Who was Leonhard Euler and what is he known for?

Leonhard Euler was a Swiss polymath born in Basel on the 15th of April 1707, active as a mathematician, physicist, astronomer, logician, geographer, music theorist and engineer. He founded graph theory and topology and is regarded as arguably the most prolific contributor in the history of mathematics and science, and the greatest mathematician of the 18th century.

What mathematical notation did Leonhard Euler introduce?

Leonhard Euler introduced or popularized much of modern mathematical notation, including the concept of a function and the notation for a function applied to its argument. He used the letter e for the base of the natural logarithm, the letter i for the imaginary unit, the Greek capital sigma for summations, and popularized the Greek letter pi, which originated with William Jones.

Where did Leonhard Euler spend his career?

Leonhard Euler spent most of his adult life in Saint Petersburg, Russia, and in Berlin, then the capital of Prussia. He arrived in Saint Petersburg in May 1727, lived twenty-five years in Berlin from 1741, and returned to Saint Petersburg in 1766, where he died in 1783.

How did Leonhard Euler solve the Seven Bridges of Konigsberg problem?

In 1735 Leonhard Euler proved that it was not possible to follow a path crossing each of Konigsberg's seven bridges exactly once.
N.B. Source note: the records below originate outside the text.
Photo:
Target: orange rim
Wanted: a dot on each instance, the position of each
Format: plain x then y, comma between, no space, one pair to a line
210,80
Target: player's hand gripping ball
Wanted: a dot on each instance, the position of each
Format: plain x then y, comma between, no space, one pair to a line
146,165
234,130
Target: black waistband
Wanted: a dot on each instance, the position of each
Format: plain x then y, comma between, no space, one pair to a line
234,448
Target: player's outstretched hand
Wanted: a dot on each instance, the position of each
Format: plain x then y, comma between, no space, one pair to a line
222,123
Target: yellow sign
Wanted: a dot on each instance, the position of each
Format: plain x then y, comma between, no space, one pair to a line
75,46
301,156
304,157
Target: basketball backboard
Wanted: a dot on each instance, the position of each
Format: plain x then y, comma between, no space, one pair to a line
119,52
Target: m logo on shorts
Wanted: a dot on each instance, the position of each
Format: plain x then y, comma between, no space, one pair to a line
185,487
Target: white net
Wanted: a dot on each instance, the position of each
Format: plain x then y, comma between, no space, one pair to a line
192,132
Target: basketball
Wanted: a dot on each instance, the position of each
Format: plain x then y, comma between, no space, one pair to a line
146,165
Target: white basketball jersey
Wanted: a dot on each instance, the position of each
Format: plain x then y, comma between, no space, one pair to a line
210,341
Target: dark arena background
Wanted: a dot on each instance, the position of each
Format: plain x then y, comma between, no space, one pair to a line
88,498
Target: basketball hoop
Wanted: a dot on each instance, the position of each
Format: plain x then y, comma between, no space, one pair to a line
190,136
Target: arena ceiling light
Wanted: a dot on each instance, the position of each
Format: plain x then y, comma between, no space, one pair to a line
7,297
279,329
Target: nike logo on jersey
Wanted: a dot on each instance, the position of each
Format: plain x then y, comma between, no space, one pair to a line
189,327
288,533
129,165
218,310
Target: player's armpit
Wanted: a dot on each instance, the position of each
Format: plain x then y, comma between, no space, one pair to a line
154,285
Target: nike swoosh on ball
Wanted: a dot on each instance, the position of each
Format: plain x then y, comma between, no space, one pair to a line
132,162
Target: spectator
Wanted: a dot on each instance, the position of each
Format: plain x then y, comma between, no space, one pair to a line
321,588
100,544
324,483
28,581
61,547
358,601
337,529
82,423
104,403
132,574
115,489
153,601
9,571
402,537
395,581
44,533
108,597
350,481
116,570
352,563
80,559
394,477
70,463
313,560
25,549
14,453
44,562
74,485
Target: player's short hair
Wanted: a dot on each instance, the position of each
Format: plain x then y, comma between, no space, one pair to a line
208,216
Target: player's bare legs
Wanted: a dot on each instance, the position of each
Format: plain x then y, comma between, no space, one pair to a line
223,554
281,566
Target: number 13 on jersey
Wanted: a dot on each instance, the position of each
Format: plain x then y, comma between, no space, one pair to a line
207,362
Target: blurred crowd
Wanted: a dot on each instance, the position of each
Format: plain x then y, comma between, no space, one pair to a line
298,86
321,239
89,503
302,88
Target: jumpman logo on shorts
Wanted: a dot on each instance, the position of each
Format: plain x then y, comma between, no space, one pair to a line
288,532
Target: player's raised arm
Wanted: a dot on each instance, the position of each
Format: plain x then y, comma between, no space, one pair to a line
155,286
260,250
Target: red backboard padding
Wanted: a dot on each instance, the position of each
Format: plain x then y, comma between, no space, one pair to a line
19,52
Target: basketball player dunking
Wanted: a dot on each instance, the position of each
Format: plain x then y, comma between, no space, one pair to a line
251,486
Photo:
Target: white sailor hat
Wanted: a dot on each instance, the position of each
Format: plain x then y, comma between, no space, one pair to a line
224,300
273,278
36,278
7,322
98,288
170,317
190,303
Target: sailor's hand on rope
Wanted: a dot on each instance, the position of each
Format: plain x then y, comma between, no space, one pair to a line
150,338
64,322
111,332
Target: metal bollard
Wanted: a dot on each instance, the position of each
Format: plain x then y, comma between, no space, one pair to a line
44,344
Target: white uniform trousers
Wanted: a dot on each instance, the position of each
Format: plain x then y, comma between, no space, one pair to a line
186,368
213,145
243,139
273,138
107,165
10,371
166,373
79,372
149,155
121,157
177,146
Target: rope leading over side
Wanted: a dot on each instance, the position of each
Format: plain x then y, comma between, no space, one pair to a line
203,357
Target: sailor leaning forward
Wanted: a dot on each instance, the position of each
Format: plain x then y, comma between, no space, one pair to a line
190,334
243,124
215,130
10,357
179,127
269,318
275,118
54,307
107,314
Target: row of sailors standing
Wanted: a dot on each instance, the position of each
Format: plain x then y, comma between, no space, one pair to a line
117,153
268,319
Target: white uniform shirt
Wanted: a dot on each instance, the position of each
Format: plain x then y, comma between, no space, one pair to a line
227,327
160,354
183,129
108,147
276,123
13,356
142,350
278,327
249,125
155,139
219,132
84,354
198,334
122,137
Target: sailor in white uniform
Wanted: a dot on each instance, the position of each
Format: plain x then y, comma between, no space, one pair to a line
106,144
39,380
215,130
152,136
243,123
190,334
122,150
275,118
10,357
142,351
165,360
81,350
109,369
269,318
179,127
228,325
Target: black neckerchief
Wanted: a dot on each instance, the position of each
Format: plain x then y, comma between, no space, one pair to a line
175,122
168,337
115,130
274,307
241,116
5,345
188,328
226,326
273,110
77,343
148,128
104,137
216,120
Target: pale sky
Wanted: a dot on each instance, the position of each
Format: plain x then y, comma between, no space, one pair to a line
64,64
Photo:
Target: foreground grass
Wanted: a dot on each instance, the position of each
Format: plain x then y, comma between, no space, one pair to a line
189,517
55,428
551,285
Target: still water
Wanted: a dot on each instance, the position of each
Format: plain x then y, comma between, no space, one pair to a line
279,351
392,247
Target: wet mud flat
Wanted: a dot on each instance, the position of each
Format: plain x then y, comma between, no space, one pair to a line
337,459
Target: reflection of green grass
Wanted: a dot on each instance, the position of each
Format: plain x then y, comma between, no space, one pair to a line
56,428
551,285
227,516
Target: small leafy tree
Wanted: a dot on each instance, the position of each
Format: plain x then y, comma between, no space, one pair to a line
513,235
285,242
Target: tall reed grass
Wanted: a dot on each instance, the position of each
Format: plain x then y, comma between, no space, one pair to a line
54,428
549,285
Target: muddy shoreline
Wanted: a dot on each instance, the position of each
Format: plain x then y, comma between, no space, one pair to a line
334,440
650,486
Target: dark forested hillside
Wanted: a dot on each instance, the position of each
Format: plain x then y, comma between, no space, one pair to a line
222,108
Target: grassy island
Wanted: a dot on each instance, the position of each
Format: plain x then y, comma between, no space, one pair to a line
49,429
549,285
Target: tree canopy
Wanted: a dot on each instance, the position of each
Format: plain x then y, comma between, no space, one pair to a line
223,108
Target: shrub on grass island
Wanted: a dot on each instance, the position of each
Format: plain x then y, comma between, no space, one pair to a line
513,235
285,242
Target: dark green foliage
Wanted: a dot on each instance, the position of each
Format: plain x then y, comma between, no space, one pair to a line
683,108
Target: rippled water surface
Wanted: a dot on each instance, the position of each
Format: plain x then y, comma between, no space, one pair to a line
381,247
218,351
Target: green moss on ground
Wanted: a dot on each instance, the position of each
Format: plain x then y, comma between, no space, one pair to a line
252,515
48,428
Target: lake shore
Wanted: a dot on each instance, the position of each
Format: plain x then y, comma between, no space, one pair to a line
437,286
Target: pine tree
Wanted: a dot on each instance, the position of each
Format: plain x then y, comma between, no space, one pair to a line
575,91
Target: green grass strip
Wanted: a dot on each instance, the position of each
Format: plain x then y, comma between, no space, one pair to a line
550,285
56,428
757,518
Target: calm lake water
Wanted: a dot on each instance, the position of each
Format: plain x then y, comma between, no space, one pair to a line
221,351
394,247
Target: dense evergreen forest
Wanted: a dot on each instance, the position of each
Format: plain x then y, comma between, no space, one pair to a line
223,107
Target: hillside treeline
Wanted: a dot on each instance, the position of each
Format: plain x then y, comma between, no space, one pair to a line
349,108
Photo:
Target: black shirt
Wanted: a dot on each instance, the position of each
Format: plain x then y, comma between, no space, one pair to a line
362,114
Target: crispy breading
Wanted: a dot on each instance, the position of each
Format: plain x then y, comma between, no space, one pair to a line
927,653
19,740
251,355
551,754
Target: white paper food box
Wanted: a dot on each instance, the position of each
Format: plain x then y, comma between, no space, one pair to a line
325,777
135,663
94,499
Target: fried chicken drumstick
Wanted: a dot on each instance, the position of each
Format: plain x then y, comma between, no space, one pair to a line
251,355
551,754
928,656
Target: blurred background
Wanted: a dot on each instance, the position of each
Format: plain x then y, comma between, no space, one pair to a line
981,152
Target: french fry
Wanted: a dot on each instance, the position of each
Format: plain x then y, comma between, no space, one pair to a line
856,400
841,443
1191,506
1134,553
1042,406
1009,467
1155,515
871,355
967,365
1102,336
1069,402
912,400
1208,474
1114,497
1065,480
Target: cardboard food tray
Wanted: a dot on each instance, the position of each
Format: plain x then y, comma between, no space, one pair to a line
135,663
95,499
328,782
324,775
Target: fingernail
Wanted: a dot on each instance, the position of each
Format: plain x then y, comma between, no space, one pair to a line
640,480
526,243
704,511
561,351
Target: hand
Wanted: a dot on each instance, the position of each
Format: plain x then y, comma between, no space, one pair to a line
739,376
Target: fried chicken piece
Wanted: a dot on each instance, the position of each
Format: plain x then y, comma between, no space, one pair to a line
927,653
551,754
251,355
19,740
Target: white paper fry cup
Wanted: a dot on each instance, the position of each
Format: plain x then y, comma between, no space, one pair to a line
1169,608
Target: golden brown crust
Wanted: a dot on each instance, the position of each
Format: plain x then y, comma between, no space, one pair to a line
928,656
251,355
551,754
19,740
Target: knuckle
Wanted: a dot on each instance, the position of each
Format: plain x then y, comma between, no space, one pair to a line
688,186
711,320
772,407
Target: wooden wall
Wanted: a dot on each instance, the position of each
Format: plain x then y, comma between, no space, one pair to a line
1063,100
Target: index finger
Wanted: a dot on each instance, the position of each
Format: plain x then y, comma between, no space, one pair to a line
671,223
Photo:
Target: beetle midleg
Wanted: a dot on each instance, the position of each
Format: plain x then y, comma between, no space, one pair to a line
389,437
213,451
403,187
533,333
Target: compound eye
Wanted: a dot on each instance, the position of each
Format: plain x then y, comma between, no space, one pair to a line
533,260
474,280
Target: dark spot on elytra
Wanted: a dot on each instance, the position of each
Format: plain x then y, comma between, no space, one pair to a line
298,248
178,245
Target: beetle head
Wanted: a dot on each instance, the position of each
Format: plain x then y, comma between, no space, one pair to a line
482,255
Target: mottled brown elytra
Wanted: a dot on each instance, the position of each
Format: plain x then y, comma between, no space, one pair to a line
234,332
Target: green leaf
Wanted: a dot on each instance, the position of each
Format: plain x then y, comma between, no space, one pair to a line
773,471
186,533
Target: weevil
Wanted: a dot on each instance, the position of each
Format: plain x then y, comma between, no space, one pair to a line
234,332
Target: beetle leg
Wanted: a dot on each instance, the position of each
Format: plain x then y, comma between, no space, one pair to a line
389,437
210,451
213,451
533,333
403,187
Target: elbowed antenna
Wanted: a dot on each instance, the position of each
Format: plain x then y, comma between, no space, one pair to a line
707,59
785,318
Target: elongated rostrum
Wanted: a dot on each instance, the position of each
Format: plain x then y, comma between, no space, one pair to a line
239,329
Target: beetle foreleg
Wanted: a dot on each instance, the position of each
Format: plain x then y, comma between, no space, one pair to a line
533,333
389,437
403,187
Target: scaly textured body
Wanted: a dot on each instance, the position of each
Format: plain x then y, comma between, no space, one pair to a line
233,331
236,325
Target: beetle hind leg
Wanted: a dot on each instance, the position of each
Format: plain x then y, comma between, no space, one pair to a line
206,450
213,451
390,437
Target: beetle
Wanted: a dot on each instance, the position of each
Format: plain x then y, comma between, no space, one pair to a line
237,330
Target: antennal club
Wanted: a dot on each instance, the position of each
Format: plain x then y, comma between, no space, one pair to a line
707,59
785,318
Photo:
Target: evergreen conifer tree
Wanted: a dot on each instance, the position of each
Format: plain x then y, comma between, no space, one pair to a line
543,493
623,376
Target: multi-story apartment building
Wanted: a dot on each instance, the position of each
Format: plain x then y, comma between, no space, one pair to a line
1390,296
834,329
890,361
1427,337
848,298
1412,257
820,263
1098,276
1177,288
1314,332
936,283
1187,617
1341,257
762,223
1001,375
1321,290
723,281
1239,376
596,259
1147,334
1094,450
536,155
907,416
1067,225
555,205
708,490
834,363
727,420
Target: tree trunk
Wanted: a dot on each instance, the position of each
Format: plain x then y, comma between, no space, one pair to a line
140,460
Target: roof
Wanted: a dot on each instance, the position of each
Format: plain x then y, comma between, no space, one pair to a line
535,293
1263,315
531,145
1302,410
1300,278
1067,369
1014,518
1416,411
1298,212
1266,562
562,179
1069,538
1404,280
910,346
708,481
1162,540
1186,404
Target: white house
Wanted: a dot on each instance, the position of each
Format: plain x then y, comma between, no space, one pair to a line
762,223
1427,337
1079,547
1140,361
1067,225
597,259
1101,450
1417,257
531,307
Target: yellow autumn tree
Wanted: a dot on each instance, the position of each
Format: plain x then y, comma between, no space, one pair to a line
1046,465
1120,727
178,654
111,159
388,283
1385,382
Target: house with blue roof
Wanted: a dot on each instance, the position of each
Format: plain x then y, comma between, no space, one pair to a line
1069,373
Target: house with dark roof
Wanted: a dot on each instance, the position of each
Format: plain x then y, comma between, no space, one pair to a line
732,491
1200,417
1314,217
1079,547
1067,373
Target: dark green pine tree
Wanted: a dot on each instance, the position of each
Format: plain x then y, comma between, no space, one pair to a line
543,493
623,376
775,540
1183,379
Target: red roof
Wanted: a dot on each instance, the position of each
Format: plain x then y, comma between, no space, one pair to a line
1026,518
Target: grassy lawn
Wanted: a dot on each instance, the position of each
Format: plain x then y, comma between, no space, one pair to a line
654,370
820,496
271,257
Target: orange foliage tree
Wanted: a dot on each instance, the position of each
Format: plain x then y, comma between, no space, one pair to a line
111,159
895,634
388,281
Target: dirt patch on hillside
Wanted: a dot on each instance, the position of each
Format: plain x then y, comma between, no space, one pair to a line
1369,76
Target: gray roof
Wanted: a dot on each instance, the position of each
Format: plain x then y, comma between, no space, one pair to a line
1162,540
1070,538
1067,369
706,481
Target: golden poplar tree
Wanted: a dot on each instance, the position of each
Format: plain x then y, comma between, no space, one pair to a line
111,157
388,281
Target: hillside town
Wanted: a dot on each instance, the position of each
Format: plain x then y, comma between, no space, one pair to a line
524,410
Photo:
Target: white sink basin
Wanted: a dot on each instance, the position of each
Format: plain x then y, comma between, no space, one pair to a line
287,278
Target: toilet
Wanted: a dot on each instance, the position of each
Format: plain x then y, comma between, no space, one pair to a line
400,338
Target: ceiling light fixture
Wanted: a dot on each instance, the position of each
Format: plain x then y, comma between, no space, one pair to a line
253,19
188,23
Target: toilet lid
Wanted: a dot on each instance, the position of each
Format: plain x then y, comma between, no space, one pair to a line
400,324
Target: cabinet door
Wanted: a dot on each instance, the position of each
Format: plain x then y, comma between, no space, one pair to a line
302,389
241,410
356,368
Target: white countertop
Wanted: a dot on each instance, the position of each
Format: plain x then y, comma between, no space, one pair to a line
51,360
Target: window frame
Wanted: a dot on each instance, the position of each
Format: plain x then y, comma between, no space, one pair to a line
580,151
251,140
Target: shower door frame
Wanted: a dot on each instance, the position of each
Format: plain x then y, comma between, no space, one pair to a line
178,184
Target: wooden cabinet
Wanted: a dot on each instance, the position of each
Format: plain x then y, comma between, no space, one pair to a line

The city sat on the Pregel River with two large islands connected by the bridges, and his solution is considered the first theorem of graph theory.

Did Leonhard Euler go blind?

Yes, Leonhard Euler became almost blind in his right eye in 1738 and, after a cataract was discovered in his left eye in 1766, complications left him almost totally blind. His productivity barely suffered, and in 1775 he produced on average one mathematical paper per week with the aid of his scribes.

How did Leonhard Euler die?

Leonhard Euler died of a brain hemorrhage in Saint Petersburg on the 18th of September 1783, after a lunch with his family, while discussing the newly discovered planet Uranus and its orbit with his student Anders Johan Lexell. The Marquis de Condorcet wrote that he ceased to calculate and to live.